Following committee approval last week, the House of Representatives will soon vote on the “Equality Act” (H.R. 5, text here), which would add “sexual orientation” and “gender identity” protections under the 1964 Civil Rights Act.
Crucially, the proposal would explicitly ban use of the conscience guarantees in the Religious Freedom Restoration Act signed by President Bill Clinton. Only two Democratic senators voted against that 1993 act, with names like Biden, Daschle, Feinstein, Kennedy, Kerry and Leahy in the yes column.
That’s a news story — right there. Journalists should compare such bipartisan unanimity with today’s stark party divide in this First Amendment battle, as on so many other issues.
The clause states that the religion law “shall not provide a claim concerning, or a defense to a claim under, a covered title, or provide a basis for challenging the application or enforcement of a covered title.”
Need a local angle for coverage? Reporters will want to analyze the impact that would have upon federal funding and other benefits for colleges, health facilities and charities that hold to traditional religious teaching. Anticipate years of lawsuits and political infighting.
The House will pass the Equality Act because it is sponsored by all but one of the majority Democrats. But a narrow defeat looks probable in the Senate, where so far Maine’s Susan Collins is the only member in the Republican majority backing the bill. Adding political fuel, the U.S. Supreme Court is set to rule next year on parallel questions.
All that will play out as reporters cover voters pondering whether to re-elect President Donald Trump and keep Republican control of the Senate, thus determining appointments of federal judges and whether the Equality Act becomes law. Among Democratic candidates, Joe Biden backed a similar equality bill in 2015, and the 2019 version is endorsed by the seven others atop polls (Booker, Buttigieg, Harris, Klobuchar, O’Rourke, Sanders and Warren).
The Equality Act would cover a broad array of businesses and agencies that provide goods or services to the public, forbid sexual stereotyping and make bisexuals a protected class. It would require access to rest rooms, locker rooms, dressing rooms and presumably women’s shelters, on the basis of self-identified gender rather than biological gender.
In April, 84 leaders of Catholic, conservative Protestant and Orthodox Jewish agencies expressed alarm over the bill in letters to House committees (.pdf here). The heads of the three relevant committees of U.S. Catholic bishops signed those letters and separate March appeals to the House and Senate (.pdf here). These groups contend that the proposed law violates Bill of Rights guarantees of freedom of speech, association and religion. They believe the transgender provisions spurn privacy and safety concerns of girls and women, and professionals’ right to follow their moral convictions and “best medical judgment.”
Ample material promoting the Democrats’ bill is posted by the Human Rights Campaign (HRC). Big business is a powerful factor. HRC lists backing from 173 national corporations from Airbnb to Zillow, including e.g. American and United Airlines, MasterCard and Visa, Coke and Pepsi, Macy’s and Target, Dow and Du Pont, G.E. and G.M., Hilton and Hyatt, I.B.M. and IKEA, Hershey and Mars, big oil, big pharma, big banks and, of course, the Northern California tech giants.
Adding to cultural clout, HRC reports an alliance with 364 national organizations, not just the American Civil Liberties Union or Planned Parenthood but the American Bar Association, American Medical Association, AFL-CIO unions, NARAL and the National Organization for Women, the NAACP and Urban League and the public school unions and associations.

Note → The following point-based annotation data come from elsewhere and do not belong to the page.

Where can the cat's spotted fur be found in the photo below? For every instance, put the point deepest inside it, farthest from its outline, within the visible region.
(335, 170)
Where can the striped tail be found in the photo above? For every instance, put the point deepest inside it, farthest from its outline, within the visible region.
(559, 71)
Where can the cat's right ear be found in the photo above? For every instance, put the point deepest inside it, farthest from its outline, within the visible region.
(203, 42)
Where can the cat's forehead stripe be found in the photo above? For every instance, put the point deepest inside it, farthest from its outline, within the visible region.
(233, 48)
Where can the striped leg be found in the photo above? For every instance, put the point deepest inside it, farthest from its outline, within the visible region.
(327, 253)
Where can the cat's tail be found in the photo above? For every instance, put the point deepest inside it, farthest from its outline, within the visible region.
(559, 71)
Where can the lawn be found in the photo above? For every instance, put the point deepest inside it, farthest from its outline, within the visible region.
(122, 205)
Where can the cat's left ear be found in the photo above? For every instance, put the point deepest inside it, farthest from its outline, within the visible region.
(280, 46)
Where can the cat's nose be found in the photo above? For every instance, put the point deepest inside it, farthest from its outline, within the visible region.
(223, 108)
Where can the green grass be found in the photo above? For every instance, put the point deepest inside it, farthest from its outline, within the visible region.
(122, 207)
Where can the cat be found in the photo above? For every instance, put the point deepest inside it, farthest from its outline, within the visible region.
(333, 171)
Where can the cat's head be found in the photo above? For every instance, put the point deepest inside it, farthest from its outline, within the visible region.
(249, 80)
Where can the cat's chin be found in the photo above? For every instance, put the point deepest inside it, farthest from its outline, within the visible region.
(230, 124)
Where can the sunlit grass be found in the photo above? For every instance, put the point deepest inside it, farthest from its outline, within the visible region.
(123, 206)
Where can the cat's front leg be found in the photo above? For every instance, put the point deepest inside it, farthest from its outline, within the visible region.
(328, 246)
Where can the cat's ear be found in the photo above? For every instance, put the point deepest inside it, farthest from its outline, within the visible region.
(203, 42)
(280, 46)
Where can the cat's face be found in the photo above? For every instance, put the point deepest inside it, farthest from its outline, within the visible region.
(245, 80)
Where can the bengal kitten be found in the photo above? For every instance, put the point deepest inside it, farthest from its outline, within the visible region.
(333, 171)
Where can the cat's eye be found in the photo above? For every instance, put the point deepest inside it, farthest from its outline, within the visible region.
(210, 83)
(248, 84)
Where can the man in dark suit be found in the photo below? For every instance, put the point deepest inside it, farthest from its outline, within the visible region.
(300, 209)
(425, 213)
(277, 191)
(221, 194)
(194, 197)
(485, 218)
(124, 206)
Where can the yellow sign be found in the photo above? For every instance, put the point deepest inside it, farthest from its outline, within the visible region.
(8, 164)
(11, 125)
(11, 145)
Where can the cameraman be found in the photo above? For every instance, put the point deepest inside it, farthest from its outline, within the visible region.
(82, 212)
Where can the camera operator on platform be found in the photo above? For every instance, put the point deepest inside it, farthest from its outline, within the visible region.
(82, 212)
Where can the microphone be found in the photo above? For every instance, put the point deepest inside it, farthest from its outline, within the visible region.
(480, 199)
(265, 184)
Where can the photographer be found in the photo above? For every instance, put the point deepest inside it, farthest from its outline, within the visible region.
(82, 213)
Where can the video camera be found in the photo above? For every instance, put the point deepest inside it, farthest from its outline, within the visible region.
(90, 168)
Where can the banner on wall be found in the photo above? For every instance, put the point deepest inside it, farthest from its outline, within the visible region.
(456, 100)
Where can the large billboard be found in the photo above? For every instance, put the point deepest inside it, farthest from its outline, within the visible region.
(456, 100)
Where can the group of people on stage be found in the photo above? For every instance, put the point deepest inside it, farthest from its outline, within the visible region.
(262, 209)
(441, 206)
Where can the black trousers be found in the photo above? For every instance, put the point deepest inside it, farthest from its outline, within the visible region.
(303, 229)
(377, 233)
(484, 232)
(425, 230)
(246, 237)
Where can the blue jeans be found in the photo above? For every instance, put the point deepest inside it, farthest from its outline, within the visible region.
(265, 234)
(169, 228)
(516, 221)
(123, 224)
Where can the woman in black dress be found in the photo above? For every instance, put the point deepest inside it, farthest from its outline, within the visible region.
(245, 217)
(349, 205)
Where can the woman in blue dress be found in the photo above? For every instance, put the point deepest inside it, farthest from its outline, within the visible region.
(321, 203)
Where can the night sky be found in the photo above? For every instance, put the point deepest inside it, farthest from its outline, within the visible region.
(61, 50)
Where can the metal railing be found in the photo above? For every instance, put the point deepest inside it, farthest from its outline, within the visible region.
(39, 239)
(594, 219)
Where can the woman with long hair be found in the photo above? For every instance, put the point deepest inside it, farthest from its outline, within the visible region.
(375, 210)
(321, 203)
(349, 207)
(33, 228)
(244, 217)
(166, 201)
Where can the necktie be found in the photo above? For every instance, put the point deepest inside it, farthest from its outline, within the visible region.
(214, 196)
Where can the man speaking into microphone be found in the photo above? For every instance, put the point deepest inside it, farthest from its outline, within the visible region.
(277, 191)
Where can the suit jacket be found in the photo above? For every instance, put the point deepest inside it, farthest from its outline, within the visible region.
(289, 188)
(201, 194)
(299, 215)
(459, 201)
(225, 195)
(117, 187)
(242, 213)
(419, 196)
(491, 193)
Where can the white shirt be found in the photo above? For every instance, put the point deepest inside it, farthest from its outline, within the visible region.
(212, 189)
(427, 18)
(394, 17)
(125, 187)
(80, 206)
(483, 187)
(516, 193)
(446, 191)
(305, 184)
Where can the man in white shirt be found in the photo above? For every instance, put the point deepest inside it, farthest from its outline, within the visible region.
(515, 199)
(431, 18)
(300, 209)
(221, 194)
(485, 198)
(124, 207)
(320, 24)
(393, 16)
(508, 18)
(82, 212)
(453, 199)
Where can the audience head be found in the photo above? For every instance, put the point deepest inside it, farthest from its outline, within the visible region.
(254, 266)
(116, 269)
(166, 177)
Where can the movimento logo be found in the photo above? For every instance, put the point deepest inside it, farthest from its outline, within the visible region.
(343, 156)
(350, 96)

What will the Newspaper Guild do?
Notwithstanding the ban on religious-liberty claims, Equality Act passage is endorsed by the Episcopal Church, a United Church of Christ agency, non-Orthodox branches of Judaism and the Unitarian Universalist Association, alongside atheists, humanists and secularists.
Meanwhile, a federal lawsuit is challenging the Trump administration’s new conscience policy reaffirming the right of medical institutions and workers to avoid participation in abortion, assisted suicide or sterilization. House Speaker Nancy Pelosi declares that “these bigoted rules are immoral, deeply discriminatory and downright deadly, greenlighting open discrimination in health care against LGTBQ Americans and directly threatening the well-being of millions.”
Upshot for journalism the next 19 months: Religious freedom claims, pitted against gay, transgender and abortion advocacy, were a sleeper factor in 2016 and will be for what looks to be another close election in 2020.
Since moderates and independents will decide who wins, note this April data point from Pew Research: 47 percent of citizens who identify with the political “center” want religion to gain a more prominent role in U.S. society.